Mark ließ mutlos die Hände sinken. Jetzt, da er so nahe bei Yvonne saß, schien es ihm die Sprache zu verschlagen. Da war dieses taffe, energische Mädchen, das sich nicht von ihm anwandte, sondern ihn sogar aufforderte seine Geschichte zu erzählen und er, mit seinen inneren und äußeren Verstümmelungen. Er merkte wie gut sie roch. Verstohlen ließ er seinen Blick über ihren Körper wandern und bemerkte, dass der Rock ein wenig verschoben war, so dass er den oberen Rand ihrer Strümpfe erkennen konnte. Rasch sah er wieder weg, als wäre er bei einer Schandtat erwischt worden. Yvonne musste es bemerkt haben, aber sie lächelte ihn nach wie vor an, aufmunternd und motivierend.

„Ich beginne am besten am Anfang“, hob er an, „Also noch vor meiner Geburt. Meine Mutter war sehr stolz auf ihre drei Töchter. Sie wollte immer nur Mädchen, denn ihrer Meinung nach war ein Mann, mein Vater, im Haus, schon einer zu viel. Das ließ sie ihn auch immer spüren, was ich allerdings nur aus Erzählungen weiß, denn er starb, als meine Mutter gerade entdeckt hatte, dass sie mit mir schwanger war. Als ihr ihre Gynäkologin auch noch mitteilte, dass sich die falschen Chromosomen gepaart hatten, war sie nur mehr wütend, versuchte auf jegliche erdenkliche Weise die Schwangerschaft zu unterbrechen. Die Einzelheiten erspare ich Dir, aber ich war offenbar zu widerstandsfähig, denn ich kam zur Welt. Und vom ersten Tag an ließ sie mich spüren, wie unwillkommen ich war. Dass ich überhaupt am Leben bin verdanke ich wohl ihrer verschrobenen Religiosität, die eine professionelle Abtreibung verbot, und das Gerede der Leute. Darauf legte sie immer enorm viel Wert. Deshalb zeigte sie sich auch in der Öffentlichkeit immer als perfekte Mutter. Bei meinen drei Schwestern fiel ihr das nicht schwer, denn sie himmelte sie an. Aber bei mir war es wohl eine große Herausforderung. Einmal, ich muss ungefähr fünf gewesen sein, war sie nach einer Familienfeier so wütend, weil sie sich so zusammenreißen hatten müssen, dass sie mich durch eine Glastüre warf. Daher die Narben in meinem Gesicht. Im Spital meinte sie, ich wäre durchgelaufen. Denn Jungs wären so ungestüm, wie sie lächelnd und kokett meinte. Und es wurde ihr geglaubt. So wuchs ich auf und versuchte, mich so unsichtbar wie möglich zu machen. Ich wünschte, dass es mich gar nicht gäbe, aber es gab mich und dass das schrecklich war, das ließ mich meine Mutter bei jeder Gelegenheit spüren. Als ich endlich mit der Schule fertig war, suchte ich mir einen Job und zog aus, ohne eine Nachricht zu hinterlassen. Meine Mutter war offenbar froh darüber, denn ich habe nie mehr etwas von ihr gehört. Ich schlug mich durch. Überall, wo meine körperliche Kraft von Vorteil war, wurde ich gerne genommen. Jetzt gerade arbeite ich als Nachtwächter.
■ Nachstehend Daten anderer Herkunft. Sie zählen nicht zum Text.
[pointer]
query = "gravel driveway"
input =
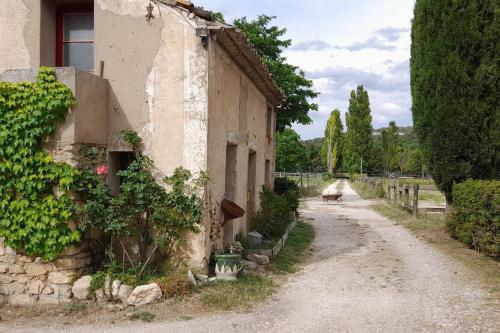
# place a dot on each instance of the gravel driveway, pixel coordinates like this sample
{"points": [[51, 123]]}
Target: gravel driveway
{"points": [[366, 275]]}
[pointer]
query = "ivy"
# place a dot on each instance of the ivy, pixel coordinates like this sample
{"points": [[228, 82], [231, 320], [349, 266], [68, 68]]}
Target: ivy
{"points": [[156, 220], [35, 205]]}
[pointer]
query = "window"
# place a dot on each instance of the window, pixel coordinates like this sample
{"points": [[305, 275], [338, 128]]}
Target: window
{"points": [[268, 174], [269, 123], [118, 161], [75, 37]]}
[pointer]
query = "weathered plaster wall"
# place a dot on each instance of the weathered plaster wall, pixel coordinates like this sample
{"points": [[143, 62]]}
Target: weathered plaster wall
{"points": [[158, 77], [87, 122], [14, 53], [237, 115]]}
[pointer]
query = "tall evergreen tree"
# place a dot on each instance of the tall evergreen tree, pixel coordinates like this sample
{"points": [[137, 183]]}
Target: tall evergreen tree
{"points": [[332, 146], [358, 146], [290, 151], [455, 88], [390, 146]]}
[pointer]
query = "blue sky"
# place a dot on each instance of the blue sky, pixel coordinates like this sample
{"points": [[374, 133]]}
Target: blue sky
{"points": [[341, 44]]}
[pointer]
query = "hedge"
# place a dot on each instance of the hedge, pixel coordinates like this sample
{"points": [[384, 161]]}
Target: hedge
{"points": [[475, 216]]}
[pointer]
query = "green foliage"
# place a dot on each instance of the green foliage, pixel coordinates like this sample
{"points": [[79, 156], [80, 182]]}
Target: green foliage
{"points": [[175, 284], [359, 137], [144, 316], [455, 88], [218, 17], [143, 209], [289, 151], [35, 205], [313, 161], [274, 215], [475, 218], [232, 295], [97, 282], [288, 189], [295, 249], [390, 147], [131, 138], [332, 146], [269, 43]]}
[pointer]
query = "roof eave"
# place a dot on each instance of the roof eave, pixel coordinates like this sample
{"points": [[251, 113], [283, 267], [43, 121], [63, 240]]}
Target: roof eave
{"points": [[237, 45]]}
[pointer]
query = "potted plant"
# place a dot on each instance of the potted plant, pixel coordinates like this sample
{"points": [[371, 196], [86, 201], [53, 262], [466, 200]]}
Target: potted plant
{"points": [[228, 265]]}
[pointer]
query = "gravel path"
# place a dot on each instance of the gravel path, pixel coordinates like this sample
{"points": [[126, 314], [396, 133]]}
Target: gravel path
{"points": [[366, 275]]}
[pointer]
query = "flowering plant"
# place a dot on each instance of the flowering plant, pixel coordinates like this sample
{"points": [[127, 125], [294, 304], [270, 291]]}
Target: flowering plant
{"points": [[102, 170]]}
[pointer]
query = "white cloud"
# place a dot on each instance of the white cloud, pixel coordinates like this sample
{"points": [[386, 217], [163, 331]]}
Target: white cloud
{"points": [[374, 40]]}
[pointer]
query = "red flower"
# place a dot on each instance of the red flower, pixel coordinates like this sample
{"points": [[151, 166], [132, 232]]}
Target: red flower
{"points": [[102, 170]]}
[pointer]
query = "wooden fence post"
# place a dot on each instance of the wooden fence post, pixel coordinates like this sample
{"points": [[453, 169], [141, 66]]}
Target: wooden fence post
{"points": [[415, 201], [407, 197]]}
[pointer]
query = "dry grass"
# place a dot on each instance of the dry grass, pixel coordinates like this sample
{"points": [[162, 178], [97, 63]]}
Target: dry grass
{"points": [[434, 196], [250, 289], [241, 294], [432, 229]]}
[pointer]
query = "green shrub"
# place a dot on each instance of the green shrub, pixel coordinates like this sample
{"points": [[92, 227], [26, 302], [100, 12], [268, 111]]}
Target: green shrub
{"points": [[475, 217], [175, 284], [288, 189], [274, 215]]}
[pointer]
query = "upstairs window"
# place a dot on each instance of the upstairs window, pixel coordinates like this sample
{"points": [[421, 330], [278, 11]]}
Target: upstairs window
{"points": [[75, 37]]}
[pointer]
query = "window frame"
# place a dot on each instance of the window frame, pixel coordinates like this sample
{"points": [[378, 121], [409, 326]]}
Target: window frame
{"points": [[60, 42]]}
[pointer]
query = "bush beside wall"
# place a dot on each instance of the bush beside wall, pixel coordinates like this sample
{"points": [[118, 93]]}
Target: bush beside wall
{"points": [[274, 215], [475, 216]]}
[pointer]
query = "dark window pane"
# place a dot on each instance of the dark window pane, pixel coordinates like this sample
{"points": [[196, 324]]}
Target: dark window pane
{"points": [[78, 27], [79, 55]]}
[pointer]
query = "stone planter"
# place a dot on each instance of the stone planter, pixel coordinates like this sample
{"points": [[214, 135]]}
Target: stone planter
{"points": [[227, 266]]}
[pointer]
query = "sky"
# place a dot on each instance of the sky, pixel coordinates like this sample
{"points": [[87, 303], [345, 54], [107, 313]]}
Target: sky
{"points": [[341, 44]]}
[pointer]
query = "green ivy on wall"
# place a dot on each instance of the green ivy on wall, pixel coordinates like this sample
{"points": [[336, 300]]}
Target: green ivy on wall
{"points": [[35, 205]]}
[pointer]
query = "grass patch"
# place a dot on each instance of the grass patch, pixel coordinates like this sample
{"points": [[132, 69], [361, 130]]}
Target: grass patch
{"points": [[74, 308], [364, 190], [243, 293], [432, 228], [144, 316], [434, 196], [416, 181], [295, 249], [250, 289], [312, 187]]}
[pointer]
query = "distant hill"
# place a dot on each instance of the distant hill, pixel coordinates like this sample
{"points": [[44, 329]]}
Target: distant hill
{"points": [[406, 134]]}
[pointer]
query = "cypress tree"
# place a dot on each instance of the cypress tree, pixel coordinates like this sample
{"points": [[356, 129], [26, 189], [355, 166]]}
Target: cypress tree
{"points": [[358, 146], [390, 146], [455, 88], [332, 146]]}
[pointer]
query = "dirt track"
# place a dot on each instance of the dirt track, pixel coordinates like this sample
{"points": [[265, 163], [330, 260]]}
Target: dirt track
{"points": [[366, 275]]}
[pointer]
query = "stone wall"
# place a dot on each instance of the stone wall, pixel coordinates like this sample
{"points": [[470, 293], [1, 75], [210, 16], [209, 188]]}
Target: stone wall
{"points": [[28, 280]]}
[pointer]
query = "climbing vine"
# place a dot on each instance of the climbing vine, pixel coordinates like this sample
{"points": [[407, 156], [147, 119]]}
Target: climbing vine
{"points": [[35, 205], [144, 212]]}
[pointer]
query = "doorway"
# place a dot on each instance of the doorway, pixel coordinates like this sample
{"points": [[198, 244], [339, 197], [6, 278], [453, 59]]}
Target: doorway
{"points": [[230, 186], [251, 193]]}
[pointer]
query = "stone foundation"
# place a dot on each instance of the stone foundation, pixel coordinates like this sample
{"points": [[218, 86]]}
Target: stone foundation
{"points": [[28, 280]]}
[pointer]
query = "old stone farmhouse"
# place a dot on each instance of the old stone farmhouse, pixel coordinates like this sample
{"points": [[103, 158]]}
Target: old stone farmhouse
{"points": [[195, 91]]}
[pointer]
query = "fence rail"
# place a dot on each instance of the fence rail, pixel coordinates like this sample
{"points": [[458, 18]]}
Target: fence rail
{"points": [[405, 196]]}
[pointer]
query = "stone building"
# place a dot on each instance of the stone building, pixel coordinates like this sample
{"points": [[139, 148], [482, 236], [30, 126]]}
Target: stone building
{"points": [[195, 91]]}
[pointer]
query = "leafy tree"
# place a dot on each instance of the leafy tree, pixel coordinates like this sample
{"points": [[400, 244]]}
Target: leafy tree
{"points": [[157, 220], [332, 146], [289, 150], [313, 160], [358, 146], [390, 147], [269, 43], [455, 88]]}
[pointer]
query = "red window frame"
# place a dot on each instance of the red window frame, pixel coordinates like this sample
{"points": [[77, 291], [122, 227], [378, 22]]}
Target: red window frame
{"points": [[61, 11]]}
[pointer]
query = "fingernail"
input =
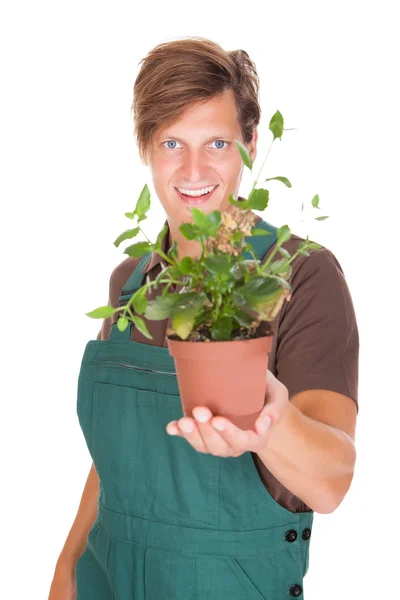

Da begegne ich ganz wenigen Menschen.“
„Danke, dass Du mir Deine Geschichte erzählt hast“, erwiderte Yvonne, die ruhig zugehört hatte, mit erstickter Stimme, während ihr Tränen über die Wangen liefen. Sie zeigte keine Veranlassung sie zu verbergen.
„Aber ich wollte Dich nicht traurig machen“, meinte Mark sanft.
„Das weiß ich“, sagte Yvonne, „Die ganze Zeit habe ich gedacht, ich würde diesen kleinen Jungen gerne in die Arme und einfach mit mir nehmen. Und damit setzte sie sich auf und strich diesem kleinen Jungen, der er immer noch war, auch in der Gestalt eines großen Mannes, sanft über die Wange, über seine Narben, als könnte sie sie heilen. Eine sanfte, kleine, aber nachhaltige Berührung, bevor sie ihn in die Arme nahm und sie spürte, wie er losließ. All die ungeweinten Tränen brachen sich Bahn, während ihre Hand zärtlich über seinen bebenden Rücken strich, bis er langsam wieder ruhiger wurde. Endlich schob er sie von sich.
„Was musst Du nur von mir denken“, meinte er.
„Dass Du ein zutiefst verletzter Mensch bist und es Zeit wird diese Verletzungen zu heilen“, erklärte sie. Da wagte er es auch endlich, seine Hand zu heben und über ihre linke Gesichtshälfte zu streichen.
„Was ist da passiert?“, fragte er.
„Meine Mutter hat mein Gesicht mit dem Bügelbrett verwechselt“, sagte Yvonne, „Auf jeden Fall hat sie das heiße Bügeleisen darauf abgestellt. Aber das kann schon mal passieren, im Suff.“ Da wurde sich Mark bewusst, dass nicht nur er Verletzungen mit sich herumtrug, die geheilt werden mussten.